I looked at our Rupiah revenue, calculated the margin, and realized we were paying a lazy tax for convenience we did not actually need.
## The cloud is just someone else's overpriced computer
Most devs think you need AWS or GCP to build something reliable. They spin up EC2 instances, RDS databases, and NAT gateways without calculating the egress fees.
In Indonesia, those dollar-denominated bills eat your margin fast when your customers pay you in IDR.
We bought two physical servers in a Jakarta data center for the cost of three months of our AWS bill. They have 128GB of RAM and dedicated NVMe drives, not the shared, throttled virtual disks Amazon sells you.
## Virtualization is a tax on performance
People love talking about horizontal scaling, but they forget that hypervisors introduce latency. For an AI gateway like Flowcast, every millisecond matters when streaming tokens from OpenAI or local models.
When we moved to bare metal, our internal API latency dropped by 40%.
We no longer share CPU cycles with noisy neighbors on the same cloud hardware. Our database queries hit physical disks directly, making our cache hits almost instantaneous.

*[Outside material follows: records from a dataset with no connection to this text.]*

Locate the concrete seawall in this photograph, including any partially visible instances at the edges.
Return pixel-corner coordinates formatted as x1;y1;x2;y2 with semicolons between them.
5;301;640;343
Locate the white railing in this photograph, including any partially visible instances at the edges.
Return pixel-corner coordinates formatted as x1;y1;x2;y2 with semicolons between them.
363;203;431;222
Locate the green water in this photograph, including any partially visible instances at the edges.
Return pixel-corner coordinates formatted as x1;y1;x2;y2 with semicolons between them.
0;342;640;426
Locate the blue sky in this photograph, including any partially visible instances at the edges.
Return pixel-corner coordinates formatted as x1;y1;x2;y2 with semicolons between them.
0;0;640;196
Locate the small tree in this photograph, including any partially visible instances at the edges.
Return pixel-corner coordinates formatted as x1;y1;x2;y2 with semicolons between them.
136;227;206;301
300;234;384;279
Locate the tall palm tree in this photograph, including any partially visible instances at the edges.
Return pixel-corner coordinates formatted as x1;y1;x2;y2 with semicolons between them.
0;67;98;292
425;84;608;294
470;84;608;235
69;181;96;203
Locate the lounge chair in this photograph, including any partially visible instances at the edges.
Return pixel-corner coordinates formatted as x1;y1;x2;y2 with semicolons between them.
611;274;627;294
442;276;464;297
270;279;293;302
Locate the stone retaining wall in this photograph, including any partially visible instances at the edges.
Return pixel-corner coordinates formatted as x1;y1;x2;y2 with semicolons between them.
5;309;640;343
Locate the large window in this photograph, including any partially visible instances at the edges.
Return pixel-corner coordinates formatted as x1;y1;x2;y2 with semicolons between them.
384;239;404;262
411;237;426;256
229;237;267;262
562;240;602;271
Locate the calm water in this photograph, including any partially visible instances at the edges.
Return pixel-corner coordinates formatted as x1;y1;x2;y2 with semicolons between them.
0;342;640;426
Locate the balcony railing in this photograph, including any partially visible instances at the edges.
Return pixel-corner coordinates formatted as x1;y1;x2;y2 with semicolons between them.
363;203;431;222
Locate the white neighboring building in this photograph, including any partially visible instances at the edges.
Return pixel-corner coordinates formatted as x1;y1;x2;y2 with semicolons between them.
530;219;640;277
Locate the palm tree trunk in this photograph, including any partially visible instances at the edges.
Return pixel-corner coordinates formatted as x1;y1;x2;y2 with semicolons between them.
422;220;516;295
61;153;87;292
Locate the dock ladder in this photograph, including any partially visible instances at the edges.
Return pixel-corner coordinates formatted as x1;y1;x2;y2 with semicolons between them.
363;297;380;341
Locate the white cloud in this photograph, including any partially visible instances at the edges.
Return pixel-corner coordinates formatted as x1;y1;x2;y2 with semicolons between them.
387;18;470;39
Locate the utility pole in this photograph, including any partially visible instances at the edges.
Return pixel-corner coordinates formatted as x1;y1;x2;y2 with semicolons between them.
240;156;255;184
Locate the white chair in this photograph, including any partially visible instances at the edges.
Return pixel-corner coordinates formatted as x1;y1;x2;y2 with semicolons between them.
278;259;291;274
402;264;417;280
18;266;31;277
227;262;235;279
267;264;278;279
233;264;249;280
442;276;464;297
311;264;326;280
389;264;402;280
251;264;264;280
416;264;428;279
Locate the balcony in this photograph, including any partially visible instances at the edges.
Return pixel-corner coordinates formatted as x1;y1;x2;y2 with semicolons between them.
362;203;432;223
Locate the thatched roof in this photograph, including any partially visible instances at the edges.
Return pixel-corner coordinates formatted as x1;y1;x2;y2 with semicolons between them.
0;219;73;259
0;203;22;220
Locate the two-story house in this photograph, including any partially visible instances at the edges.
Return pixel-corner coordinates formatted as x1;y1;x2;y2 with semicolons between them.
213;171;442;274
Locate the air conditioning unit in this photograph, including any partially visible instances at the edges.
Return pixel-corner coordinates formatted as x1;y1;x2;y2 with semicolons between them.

## Local bandwidth is practically free
Cloud providers make money by letting you in for free and charging you to leave. Egress fees are the silent killer of tech startups in Southeast Asia.
At Flowcast, we process millions of API requests daily. On AWS, we were billed for every gigabyte that left their Singapore region to reach users in Jakarta.
By co-locating our own hardware in the Cyber 1 building, we get unmetered local bandwidth. We pay a flat monthly fee for the rack space and the port, regardless of how many terabytes we push.
## Managing physical hardware is easier than you think
The biggest lie cloud sales reps tell you is that bare metal requires a massive operations team. They want you to believe you need a certified Kubernetes expert just to keep the lights on.
For Flowcast, we use a simple setup: Debian, Docker, and basic systemd services to manage restarts. If a drive fails, the data center staff swaps it out under our support agreement.
During my time at Deadsec monitoring CVEs, I learned that keeping your stack simple is the best security policy. Less proprietary cloud configuration means fewer vectors for misconfiguration.
## Calculate your egress tax today
Open your last cloud bill and highlight the charge for Data Transfer Out and Provisioned IOPS. If that number is more than 30% of your total spend, search for colocation providers in Jakarta today and ask for a quote on a 1U server slot.